Alejandro C. Manjarrez

Alerta callejera

Capítulo 10

La Virgen Morena parecía mirar con compasión a sus hijos más fieles, como si los estuviera escuchando. Perico, líder del grupo, había convocado a la reunión para intercambiar informes sobre sus compañeros muertos a causa de las “bombas celulares” que los habían mutilado. El número de víctimas, que ya ascendía a 23,  propició que los integrantes de las bandas decidieran suspender su actividad. “Tenemos que cambiar de giro”, fue lo primero que se les ocurrió, propuesta que Perico soslayó para no tener que discutirla: “Antes de tomar decisiones –les dijo– hay que analizar los hechos”. Como había ocurrido en otras ocasiones, el acuerdo fue unánime y de inmediato el grupo se puso de acuerdo para trabajar apegándose a  la recomendación del influyente y poderoso dirigente moral. Después éste agregó:

–Hemos sufrido muchas bajas y nuestra familia está muy preocupada porque todavía seguimos sin conocer el nombre de la persona que dirige esta campaña. Veintitrés de nuestros carnales murieron segundos después de robarse los teléfonos. Sucedió frente a nuestras narices y nadie sabe qué carajos es lo que pasa. Podría apostar que se trata de un plan de la policía ya que resulta absurdo que nadie tenga pistas y muy extraño que ninguno de los jefes policíacos muestre interés por encontrar a los causantes.

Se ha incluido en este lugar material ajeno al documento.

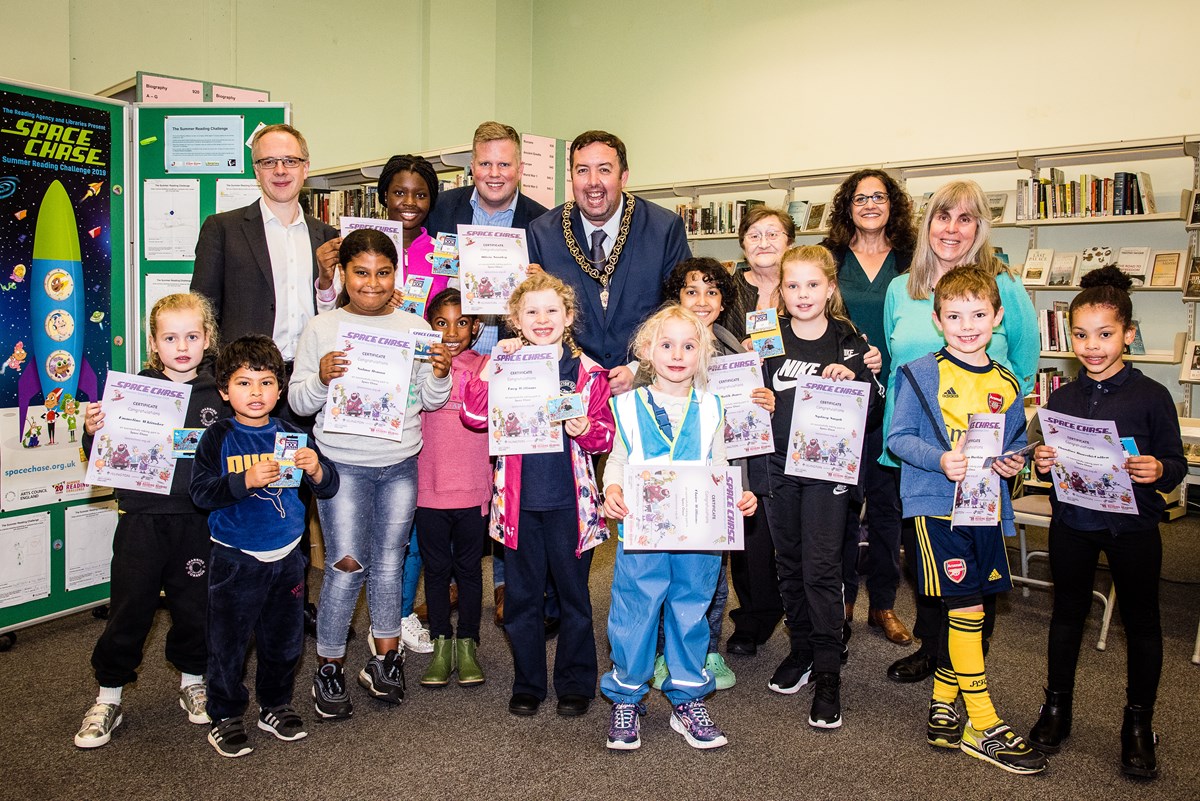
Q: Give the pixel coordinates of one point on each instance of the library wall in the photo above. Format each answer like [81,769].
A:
[37,42]
[707,89]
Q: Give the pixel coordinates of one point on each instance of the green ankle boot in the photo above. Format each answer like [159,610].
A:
[441,666]
[469,673]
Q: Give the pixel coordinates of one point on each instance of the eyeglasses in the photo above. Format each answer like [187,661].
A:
[289,162]
[879,199]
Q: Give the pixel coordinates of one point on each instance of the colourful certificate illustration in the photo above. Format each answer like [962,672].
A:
[491,263]
[286,446]
[683,507]
[747,423]
[133,450]
[517,387]
[394,230]
[1089,469]
[372,397]
[977,497]
[828,420]
[766,337]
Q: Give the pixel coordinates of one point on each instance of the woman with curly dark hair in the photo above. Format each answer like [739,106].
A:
[871,238]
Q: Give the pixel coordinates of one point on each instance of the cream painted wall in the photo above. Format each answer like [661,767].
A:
[707,89]
[37,47]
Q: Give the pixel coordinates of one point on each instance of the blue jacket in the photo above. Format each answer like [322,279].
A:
[918,439]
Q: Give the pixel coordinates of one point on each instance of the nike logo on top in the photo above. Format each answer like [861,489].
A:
[790,371]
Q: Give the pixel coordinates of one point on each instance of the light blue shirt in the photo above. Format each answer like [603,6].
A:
[480,216]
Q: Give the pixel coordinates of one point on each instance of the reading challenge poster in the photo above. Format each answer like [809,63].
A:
[61,167]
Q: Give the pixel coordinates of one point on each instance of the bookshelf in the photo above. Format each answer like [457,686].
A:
[1173,161]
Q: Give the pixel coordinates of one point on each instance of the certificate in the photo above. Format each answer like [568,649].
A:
[133,450]
[491,263]
[393,230]
[747,423]
[1089,469]
[519,386]
[683,507]
[371,397]
[977,497]
[828,420]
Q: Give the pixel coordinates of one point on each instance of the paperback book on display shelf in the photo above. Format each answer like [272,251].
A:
[1037,266]
[1134,262]
[1167,267]
[1062,269]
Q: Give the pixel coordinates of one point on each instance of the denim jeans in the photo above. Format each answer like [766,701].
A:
[251,597]
[366,527]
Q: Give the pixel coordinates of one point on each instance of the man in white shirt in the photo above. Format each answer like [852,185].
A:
[269,267]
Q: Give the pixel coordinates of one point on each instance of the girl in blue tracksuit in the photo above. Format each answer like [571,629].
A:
[673,420]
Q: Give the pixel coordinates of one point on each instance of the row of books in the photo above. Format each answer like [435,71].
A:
[1048,380]
[1050,198]
[1145,266]
[330,205]
[714,217]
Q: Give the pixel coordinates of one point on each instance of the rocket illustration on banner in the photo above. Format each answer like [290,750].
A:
[57,308]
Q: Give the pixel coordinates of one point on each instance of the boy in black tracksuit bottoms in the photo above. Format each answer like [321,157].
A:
[257,574]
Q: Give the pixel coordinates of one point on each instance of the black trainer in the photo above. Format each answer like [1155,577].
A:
[792,673]
[826,702]
[282,721]
[228,736]
[384,678]
[330,697]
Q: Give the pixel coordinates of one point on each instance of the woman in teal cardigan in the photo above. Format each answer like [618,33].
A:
[954,233]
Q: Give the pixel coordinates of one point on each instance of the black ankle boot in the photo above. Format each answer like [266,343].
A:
[1138,741]
[1054,723]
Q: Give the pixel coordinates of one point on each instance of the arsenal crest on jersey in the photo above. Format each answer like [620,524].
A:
[955,570]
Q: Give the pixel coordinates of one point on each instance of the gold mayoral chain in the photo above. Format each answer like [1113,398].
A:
[610,265]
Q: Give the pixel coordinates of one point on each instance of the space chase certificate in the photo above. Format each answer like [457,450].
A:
[519,385]
[133,450]
[492,260]
[683,507]
[1089,469]
[371,398]
[977,497]
[747,425]
[828,425]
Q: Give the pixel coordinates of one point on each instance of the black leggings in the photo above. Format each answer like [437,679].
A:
[1135,560]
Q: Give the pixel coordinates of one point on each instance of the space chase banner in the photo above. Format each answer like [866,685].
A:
[61,173]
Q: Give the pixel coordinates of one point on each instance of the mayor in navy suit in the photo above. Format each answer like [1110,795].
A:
[269,267]
[613,248]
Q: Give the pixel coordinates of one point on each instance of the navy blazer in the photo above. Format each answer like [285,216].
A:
[453,209]
[655,245]
[233,269]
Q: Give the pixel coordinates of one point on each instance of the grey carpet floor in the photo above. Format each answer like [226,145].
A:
[462,744]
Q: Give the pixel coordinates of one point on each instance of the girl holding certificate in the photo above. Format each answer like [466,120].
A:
[673,420]
[1144,410]
[162,542]
[808,516]
[366,524]
[546,504]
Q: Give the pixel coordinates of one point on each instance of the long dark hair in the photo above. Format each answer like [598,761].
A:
[899,228]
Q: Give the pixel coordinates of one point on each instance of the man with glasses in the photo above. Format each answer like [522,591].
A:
[269,267]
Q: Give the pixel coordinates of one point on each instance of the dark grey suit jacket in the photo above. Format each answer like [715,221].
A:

–Jefe –interrumpió el encargado del sector donde habían ocurrido el mayor número de muertes–, lo que queremos es vengarnos. Estamos indignados, encabronados. Te propongo que mañana salgamos no a robar sino a echarnos unos cuantos cristianos y quien quite que hasta nos llevemos al mero mero. Son muertes que no pueden quedarse así, mi Perico. Debemos vengarlas…

–Yo también tengo ganas de cobrármelas, compadrito –contestó Perico–, pero si le entramos a la venganza al rato nos va a perseguir la policía. Y entonces ya no vamos a ver lo duro sino lo tupido. Además eso es lo que quieren para cerrar la investigación y después culparnos de todo, hasta de las mugrosas bombas teléfono. Lo mejor es hacernos pendejos un rato y observar cada movimiento. Si acaso, a partir de mañana, nuestra gente tendrá que simular que roba el teléfono y la cartera de los escogidos pero sólo vamos por el reloj y las carteras. O sea le pasan el celular a un compañero para que más pronto que rápido lo regrese al dueño sin que éste repare en la devolución. Si se trata de la misma trampa y en caso de que detonen la bombita, ellos mismos se van a dar en la madre. Ya veremos de qué cuero salen más correas… Es la estrategia que se me ocurre, compañeros, para que esos ojetes paguen con su vida la muerte de nuestros amigos.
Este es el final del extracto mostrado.